Nyai Dasima

Nyai Dasima

Bagi para lelaki, kecantikan Dasima bak madu yang dapat disesap setiap
saat. Dasima adalah wanita yang berasal dari Kahuripan. Lantaran, enggan
hidup melarat, ia rela dijadikan wanita simpanan Tuan Edward. Dengan
menjadi wanita simpanan Tuan Edward, Dasima mendapat gelar Nyai yang
kemudian disandangnya di depan namanya. Hasil hubungan mereka, lahirlah
Nancy.

Atas kelahiran Nancy, Tuan Edward memberikan sebuah rumah di Pejambon untuk
Nyai Dasima lengkap dengan para pembantu yang siap melayani kebutuhan
Dasima. Kepindahan Nyai Dasima ke Pejambon tidak disertai oleh Tuan Edward,
sehingga laki-laki yang lewat depan rumah Nyai Dasima pasti berdecak kagum
pada si pemilik rumah. Sayangnya, mereka tidak berani masuk atau tidak
punya kesempatan masuk karena memang tidak punya kepentingan.
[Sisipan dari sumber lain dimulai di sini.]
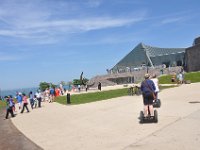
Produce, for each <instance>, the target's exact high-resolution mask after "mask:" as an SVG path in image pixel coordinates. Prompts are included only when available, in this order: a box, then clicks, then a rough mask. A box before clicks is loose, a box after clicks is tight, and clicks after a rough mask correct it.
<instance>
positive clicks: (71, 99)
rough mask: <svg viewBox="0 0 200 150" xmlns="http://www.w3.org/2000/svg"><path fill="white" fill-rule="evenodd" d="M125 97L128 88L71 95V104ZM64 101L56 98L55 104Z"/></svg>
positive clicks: (162, 87)
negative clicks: (118, 97) (75, 94)
mask: <svg viewBox="0 0 200 150" xmlns="http://www.w3.org/2000/svg"><path fill="white" fill-rule="evenodd" d="M173 87H175V86H161V87H160V90H164V89H167V88H173ZM127 95H128V88H124V89H117V90H109V91H101V92H94V93H83V94H76V95H71V104H74V105H75V104H84V103H90V102H95V101H101V100H108V99H111V98H116V97H121V96H127ZM66 101H67V100H66V96H60V97H57V98H56V102H58V103H60V104H66Z"/></svg>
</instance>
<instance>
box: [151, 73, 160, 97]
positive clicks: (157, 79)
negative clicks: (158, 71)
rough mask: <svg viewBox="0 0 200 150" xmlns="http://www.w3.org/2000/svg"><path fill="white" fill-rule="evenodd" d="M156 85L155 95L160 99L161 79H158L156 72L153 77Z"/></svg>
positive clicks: (155, 84) (155, 95) (153, 82)
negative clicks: (159, 87)
mask: <svg viewBox="0 0 200 150" xmlns="http://www.w3.org/2000/svg"><path fill="white" fill-rule="evenodd" d="M151 80H152V81H153V83H154V85H155V87H156V89H155V96H156V99H158V92H159V81H158V78H156V74H154V75H153V76H152V79H151Z"/></svg>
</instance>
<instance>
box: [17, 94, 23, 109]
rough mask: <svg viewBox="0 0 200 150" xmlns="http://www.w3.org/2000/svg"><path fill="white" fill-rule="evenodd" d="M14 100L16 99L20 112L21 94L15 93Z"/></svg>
mask: <svg viewBox="0 0 200 150" xmlns="http://www.w3.org/2000/svg"><path fill="white" fill-rule="evenodd" d="M16 99H17V103H18V105H19V110H20V109H21V107H22V93H17V97H16Z"/></svg>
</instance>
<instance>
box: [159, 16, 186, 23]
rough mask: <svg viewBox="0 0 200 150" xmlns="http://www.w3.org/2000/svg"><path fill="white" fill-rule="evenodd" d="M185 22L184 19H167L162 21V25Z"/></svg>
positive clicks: (180, 17) (177, 17)
mask: <svg viewBox="0 0 200 150" xmlns="http://www.w3.org/2000/svg"><path fill="white" fill-rule="evenodd" d="M183 20H185V18H184V17H174V18H167V19H164V20H162V21H161V24H169V23H175V22H181V21H183Z"/></svg>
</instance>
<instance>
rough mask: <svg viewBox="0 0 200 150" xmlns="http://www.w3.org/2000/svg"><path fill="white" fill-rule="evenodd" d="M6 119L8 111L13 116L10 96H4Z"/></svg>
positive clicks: (10, 98) (11, 98)
mask: <svg viewBox="0 0 200 150" xmlns="http://www.w3.org/2000/svg"><path fill="white" fill-rule="evenodd" d="M5 99H6V117H5V118H6V119H8V115H9V113H10V114H11V116H12V117H15V115H14V113H13V106H14V103H13V99H12V98H11V97H10V96H6V97H5Z"/></svg>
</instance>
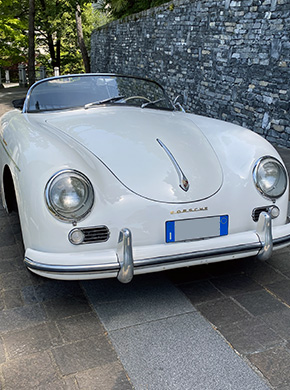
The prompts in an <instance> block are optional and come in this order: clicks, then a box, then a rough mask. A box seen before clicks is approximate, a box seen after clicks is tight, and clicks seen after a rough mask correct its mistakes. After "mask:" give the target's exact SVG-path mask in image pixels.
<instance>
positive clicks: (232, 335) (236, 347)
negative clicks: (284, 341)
mask: <svg viewBox="0 0 290 390" xmlns="http://www.w3.org/2000/svg"><path fill="white" fill-rule="evenodd" d="M246 323H247V325H246ZM219 331H220V333H221V334H222V335H223V336H224V337H225V338H226V340H227V341H228V342H229V343H230V344H231V345H232V346H233V347H234V348H235V349H236V350H237V351H238V352H239V353H240V354H243V355H247V354H250V353H254V352H260V351H262V350H265V349H267V348H272V347H273V346H275V345H281V344H282V343H283V342H284V341H283V339H282V338H281V337H279V336H278V334H277V333H276V332H274V331H273V330H272V329H271V328H270V327H269V326H267V325H266V324H265V323H264V322H263V321H257V322H256V319H255V318H253V319H251V320H249V321H242V322H236V323H234V324H231V325H228V326H224V327H222V328H219Z"/></svg>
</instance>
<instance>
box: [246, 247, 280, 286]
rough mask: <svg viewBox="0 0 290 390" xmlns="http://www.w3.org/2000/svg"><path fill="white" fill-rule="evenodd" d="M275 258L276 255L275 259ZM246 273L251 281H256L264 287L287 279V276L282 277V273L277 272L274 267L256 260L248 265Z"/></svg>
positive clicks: (248, 263) (252, 261)
mask: <svg viewBox="0 0 290 390" xmlns="http://www.w3.org/2000/svg"><path fill="white" fill-rule="evenodd" d="M274 256H275V254H274V255H273V257H274ZM245 272H246V273H247V275H248V276H249V277H250V278H251V279H253V280H255V281H256V282H258V283H260V284H261V285H263V286H265V285H266V284H269V283H275V282H279V281H280V280H284V279H285V276H283V275H281V273H280V272H277V271H276V270H275V269H274V268H273V267H272V266H270V265H269V264H267V262H265V261H260V260H257V259H254V260H253V261H252V262H251V263H248V266H247V268H246V270H245Z"/></svg>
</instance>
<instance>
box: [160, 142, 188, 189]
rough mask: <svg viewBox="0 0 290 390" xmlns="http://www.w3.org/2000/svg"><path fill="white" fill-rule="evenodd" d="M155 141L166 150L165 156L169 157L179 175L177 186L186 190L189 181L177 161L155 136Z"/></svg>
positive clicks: (177, 173) (163, 145) (167, 149)
mask: <svg viewBox="0 0 290 390" xmlns="http://www.w3.org/2000/svg"><path fill="white" fill-rule="evenodd" d="M156 141H157V142H158V143H159V145H160V146H161V147H162V148H163V150H164V151H165V152H166V154H167V156H168V157H169V158H170V161H171V162H172V164H173V166H174V168H175V170H176V172H177V174H178V177H179V187H180V188H181V189H182V190H183V191H188V189H189V181H188V180H187V177H186V176H185V174H184V173H183V171H182V169H181V168H180V166H179V164H178V162H177V161H176V160H175V158H174V157H173V154H172V153H171V152H170V150H169V149H168V148H167V146H166V145H165V144H164V143H163V142H162V141H161V140H160V139H159V138H157V139H156Z"/></svg>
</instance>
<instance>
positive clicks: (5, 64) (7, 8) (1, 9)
mask: <svg viewBox="0 0 290 390" xmlns="http://www.w3.org/2000/svg"><path fill="white" fill-rule="evenodd" d="M27 13H28V4H27V1H21V0H19V1H18V0H0V67H11V66H13V65H14V64H18V63H21V62H23V61H27V51H28V50H27V47H28V38H27V29H28V20H27V17H28V15H27Z"/></svg>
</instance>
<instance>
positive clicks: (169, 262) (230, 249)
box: [24, 235, 290, 274]
mask: <svg viewBox="0 0 290 390" xmlns="http://www.w3.org/2000/svg"><path fill="white" fill-rule="evenodd" d="M287 243H288V244H290V235H287V236H284V237H279V238H276V239H274V240H273V247H275V246H279V245H286V244H287ZM262 248H263V243H262V242H253V243H249V244H242V245H235V246H231V247H227V248H219V249H214V250H212V249H209V250H205V251H200V252H188V253H181V254H177V255H170V256H160V257H154V258H147V259H139V260H135V261H133V264H134V268H139V269H141V268H147V267H148V268H149V267H154V266H155V267H157V266H158V265H166V264H173V263H174V262H181V261H182V262H187V261H188V262H189V261H192V260H198V259H207V258H210V257H212V258H214V257H216V258H217V257H221V256H224V255H230V254H232V255H235V254H242V253H247V252H251V251H256V252H257V253H258V252H259V251H260V250H261V249H262ZM24 263H25V265H26V266H27V267H28V268H31V269H34V270H38V271H42V272H50V273H64V274H69V273H70V274H77V273H83V274H85V273H97V274H101V273H109V272H119V271H120V268H121V266H120V264H119V263H108V264H90V265H52V264H43V263H39V262H36V261H33V260H31V259H29V258H27V257H26V258H25V259H24Z"/></svg>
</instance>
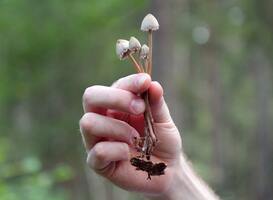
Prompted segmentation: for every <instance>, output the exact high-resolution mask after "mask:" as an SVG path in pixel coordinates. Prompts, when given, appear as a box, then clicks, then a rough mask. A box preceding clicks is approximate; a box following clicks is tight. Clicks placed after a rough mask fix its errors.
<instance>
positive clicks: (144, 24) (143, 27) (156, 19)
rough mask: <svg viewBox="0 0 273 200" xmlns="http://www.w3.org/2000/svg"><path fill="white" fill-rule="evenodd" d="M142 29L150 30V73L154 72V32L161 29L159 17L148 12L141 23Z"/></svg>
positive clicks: (149, 72)
mask: <svg viewBox="0 0 273 200" xmlns="http://www.w3.org/2000/svg"><path fill="white" fill-rule="evenodd" d="M140 29H141V30H142V31H145V32H148V46H149V56H148V69H147V70H148V71H147V72H148V74H150V75H151V74H152V54H153V52H152V51H153V38H152V32H153V31H156V30H158V29H159V23H158V21H157V19H156V18H155V17H154V16H153V15H152V14H148V15H146V16H145V17H144V19H143V20H142V23H141V28H140Z"/></svg>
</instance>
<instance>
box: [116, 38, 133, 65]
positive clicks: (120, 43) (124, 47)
mask: <svg viewBox="0 0 273 200" xmlns="http://www.w3.org/2000/svg"><path fill="white" fill-rule="evenodd" d="M129 51H130V50H129V41H128V40H123V39H119V40H117V43H116V53H117V56H118V57H119V59H120V60H123V59H125V58H126V57H127V56H128V54H129Z"/></svg>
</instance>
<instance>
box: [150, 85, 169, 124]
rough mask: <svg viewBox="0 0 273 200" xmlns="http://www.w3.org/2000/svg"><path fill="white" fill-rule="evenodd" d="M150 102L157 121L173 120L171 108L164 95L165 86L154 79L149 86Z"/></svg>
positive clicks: (152, 113)
mask: <svg viewBox="0 0 273 200" xmlns="http://www.w3.org/2000/svg"><path fill="white" fill-rule="evenodd" d="M149 102H150V106H151V111H152V114H153V119H154V122H155V123H168V122H172V118H171V115H170V112H169V108H168V106H167V104H166V102H165V100H164V97H163V88H162V86H161V85H160V84H159V83H158V82H156V81H153V82H152V83H151V86H150V88H149Z"/></svg>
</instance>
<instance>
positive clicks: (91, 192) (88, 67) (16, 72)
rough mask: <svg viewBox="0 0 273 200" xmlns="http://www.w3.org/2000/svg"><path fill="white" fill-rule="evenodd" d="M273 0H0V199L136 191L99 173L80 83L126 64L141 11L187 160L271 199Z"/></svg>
mask: <svg viewBox="0 0 273 200" xmlns="http://www.w3.org/2000/svg"><path fill="white" fill-rule="evenodd" d="M272 9H273V1H271V0H259V1H257V0H211V1H205V0H169V1H163V0H162V1H160V0H152V1H140V0H131V1H122V0H105V1H95V0H80V1H71V0H70V1H67V0H47V1H35V0H25V1H20V0H0V199H1V200H19V199H25V200H48V199H51V200H65V199H68V200H69V199H71V200H73V199H77V200H87V199H88V200H97V199H99V200H104V199H107V200H111V199H119V200H129V199H130V200H133V199H141V197H140V196H138V195H137V194H132V193H128V192H126V191H123V190H121V189H118V188H117V187H115V186H113V185H112V184H109V183H108V182H107V181H105V180H104V179H101V178H100V177H98V176H96V175H95V174H94V173H93V172H92V171H91V170H89V169H88V168H87V166H86V164H85V156H86V155H85V152H84V149H83V146H82V143H81V136H80V132H79V125H78V122H79V119H80V118H81V115H82V99H81V98H82V94H83V92H84V90H85V88H86V87H88V86H90V85H93V84H103V85H110V84H111V83H112V82H114V81H115V80H117V79H118V78H120V77H122V76H126V75H128V74H131V73H134V71H133V67H132V66H131V63H129V62H121V61H119V60H118V58H117V57H116V55H115V42H116V40H117V39H119V38H124V39H128V38H129V36H132V35H134V36H136V37H137V38H139V39H140V40H141V42H142V43H143V42H145V40H146V38H145V36H144V35H145V34H143V33H141V32H140V30H139V27H140V23H141V21H142V18H143V17H144V16H145V15H146V14H147V13H149V12H151V13H153V14H154V15H155V16H156V17H157V18H158V20H159V23H160V30H159V31H158V32H156V33H155V38H154V49H155V50H154V77H153V78H154V79H155V80H157V81H159V82H161V83H162V85H163V87H164V89H165V97H166V99H167V102H168V105H169V107H170V110H171V114H172V116H173V118H174V121H175V122H176V124H177V126H178V127H179V129H180V130H181V133H182V137H183V148H184V151H185V152H186V154H187V156H188V158H189V159H190V160H191V161H192V164H193V167H194V168H195V170H196V171H197V173H198V174H200V175H201V176H202V177H203V178H204V179H205V180H206V181H207V182H208V183H209V184H210V185H211V186H212V188H213V189H214V190H215V191H216V192H217V193H218V194H219V195H220V196H221V197H222V199H224V200H233V199H234V200H237V199H240V200H254V199H259V200H269V199H273V194H272V188H273V178H272V177H273V159H272V153H273V147H272V141H273V134H272V133H273V123H272V122H273V87H272V85H273V81H272V76H273V74H272V71H273V65H272V64H273V54H272V52H273V12H272Z"/></svg>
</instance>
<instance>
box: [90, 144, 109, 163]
mask: <svg viewBox="0 0 273 200" xmlns="http://www.w3.org/2000/svg"><path fill="white" fill-rule="evenodd" d="M92 151H93V152H92V154H93V156H94V159H95V160H96V161H97V162H103V161H105V159H106V152H105V150H104V147H103V145H101V144H100V143H98V144H96V145H95V146H94V148H93V149H92Z"/></svg>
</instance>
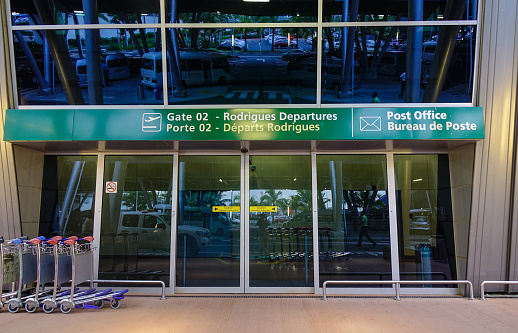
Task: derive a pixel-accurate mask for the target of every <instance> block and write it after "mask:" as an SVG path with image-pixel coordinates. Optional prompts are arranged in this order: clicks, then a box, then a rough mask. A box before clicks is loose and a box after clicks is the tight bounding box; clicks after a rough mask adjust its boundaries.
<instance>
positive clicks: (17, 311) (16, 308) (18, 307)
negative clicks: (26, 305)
mask: <svg viewBox="0 0 518 333" xmlns="http://www.w3.org/2000/svg"><path fill="white" fill-rule="evenodd" d="M7 310H9V312H11V313H16V312H18V310H20V305H19V304H18V302H17V301H14V302H9V303H7Z"/></svg>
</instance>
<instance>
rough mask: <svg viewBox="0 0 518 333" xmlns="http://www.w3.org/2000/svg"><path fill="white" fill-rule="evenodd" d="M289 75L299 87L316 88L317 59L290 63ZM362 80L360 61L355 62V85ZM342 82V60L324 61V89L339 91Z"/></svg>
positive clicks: (326, 58)
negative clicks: (310, 87) (359, 81)
mask: <svg viewBox="0 0 518 333" xmlns="http://www.w3.org/2000/svg"><path fill="white" fill-rule="evenodd" d="M288 73H289V77H290V79H291V80H293V81H294V83H295V84H296V85H297V86H299V87H302V86H312V87H314V86H316V77H317V58H316V57H309V58H305V59H301V60H294V61H290V62H289V63H288ZM359 80H360V66H359V64H358V61H355V62H354V83H355V84H358V83H359ZM341 81H342V60H341V59H331V58H324V59H322V87H326V88H332V89H334V90H339V89H340V88H341Z"/></svg>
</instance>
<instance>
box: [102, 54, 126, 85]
mask: <svg viewBox="0 0 518 333" xmlns="http://www.w3.org/2000/svg"><path fill="white" fill-rule="evenodd" d="M103 63H104V64H105V65H106V69H107V73H108V80H122V79H129V78H130V76H131V75H130V70H129V65H128V60H127V59H126V56H125V55H124V54H122V53H114V54H107V55H106V56H105V57H104V59H103Z"/></svg>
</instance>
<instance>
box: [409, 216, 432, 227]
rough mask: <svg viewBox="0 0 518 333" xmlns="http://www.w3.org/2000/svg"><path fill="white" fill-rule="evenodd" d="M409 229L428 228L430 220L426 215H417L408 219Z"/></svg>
mask: <svg viewBox="0 0 518 333" xmlns="http://www.w3.org/2000/svg"><path fill="white" fill-rule="evenodd" d="M410 229H411V230H430V222H429V221H428V218H427V217H426V216H417V217H415V218H413V219H412V221H410Z"/></svg>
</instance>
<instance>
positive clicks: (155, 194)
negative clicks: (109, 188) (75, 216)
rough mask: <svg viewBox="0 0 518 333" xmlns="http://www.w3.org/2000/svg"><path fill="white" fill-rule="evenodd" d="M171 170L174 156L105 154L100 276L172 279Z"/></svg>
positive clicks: (168, 281)
mask: <svg viewBox="0 0 518 333" xmlns="http://www.w3.org/2000/svg"><path fill="white" fill-rule="evenodd" d="M172 172H173V157H172V156H106V158H105V174H104V182H103V183H104V184H105V186H106V188H107V190H106V191H104V193H103V208H102V217H101V245H100V251H99V255H100V259H99V278H101V279H115V280H120V279H128V278H129V279H132V280H161V281H164V282H165V283H166V284H169V267H170V265H169V263H170V250H171V227H172V226H174V224H172V223H171V211H170V209H169V210H168V209H167V207H170V206H171V190H172V187H171V186H172V185H171V184H172V183H171V182H172ZM108 187H111V188H112V189H115V190H110V189H108Z"/></svg>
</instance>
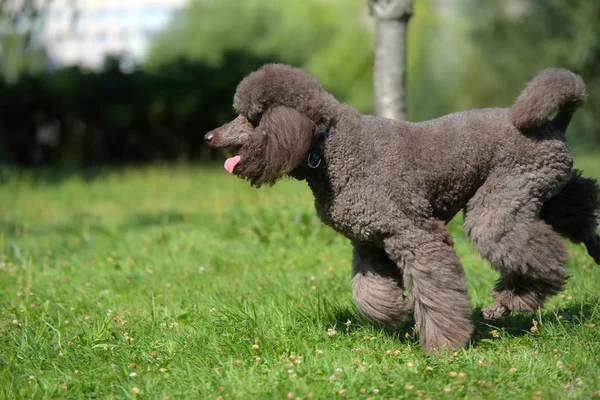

Dikisahkan dalam cerita rakyat ini, ada seorang laki-laki bernama Samiun.
Bisa dikatakan bahwa Samiun ini begitu beruntung, lantaran ia punya paman
seorang tentara dengan jabatan Komandan Onder Distrik Gambir. Berpeluanglah
ia masuk ke rumah Nyai Dasima atas nama pamannya. Ketika bertemu dengan
Nyonya pemilik rumah yang tidak lain tidak bukan adalah Nyai Dasima,
bergetarlah sanubari Samiun. Ia tidak menyangka Nyonya rumah begitu cantik
bak Sinta dalam cerita wayang.

Sejak pulang dari rumah kuntum Pejambon itu, Samiun bolak-balik ke rumah
Haji Salihun di Pecenongan untuk minta ilmu pelet. Kemudian, ia menyuap Mak
Buyung yang bekerja jadi pembantu Nyai Dasima untuk mengambil sehelai
rambut Nyai Dasima. Ia pun dengan lihai memainkan ilmu pelet yang diberikan
Haji Salihun. Mantra pelet Samiun, tepat mengenai sasaran. Nyai Dasima
menganggap Samiun pria tergagah di Batavia. Samiun pun membawa Nyai Dasima
ke rumah ibunya, setelah berkongsi dengan Hayati istrinya dan ibunya untuk
mengeruk harta Nyai Dasima—melalui pernikahan. Kembang Pejambon itu bak
kerbau dicucuk hidungnya, saat Samiun mengajaknya menikah.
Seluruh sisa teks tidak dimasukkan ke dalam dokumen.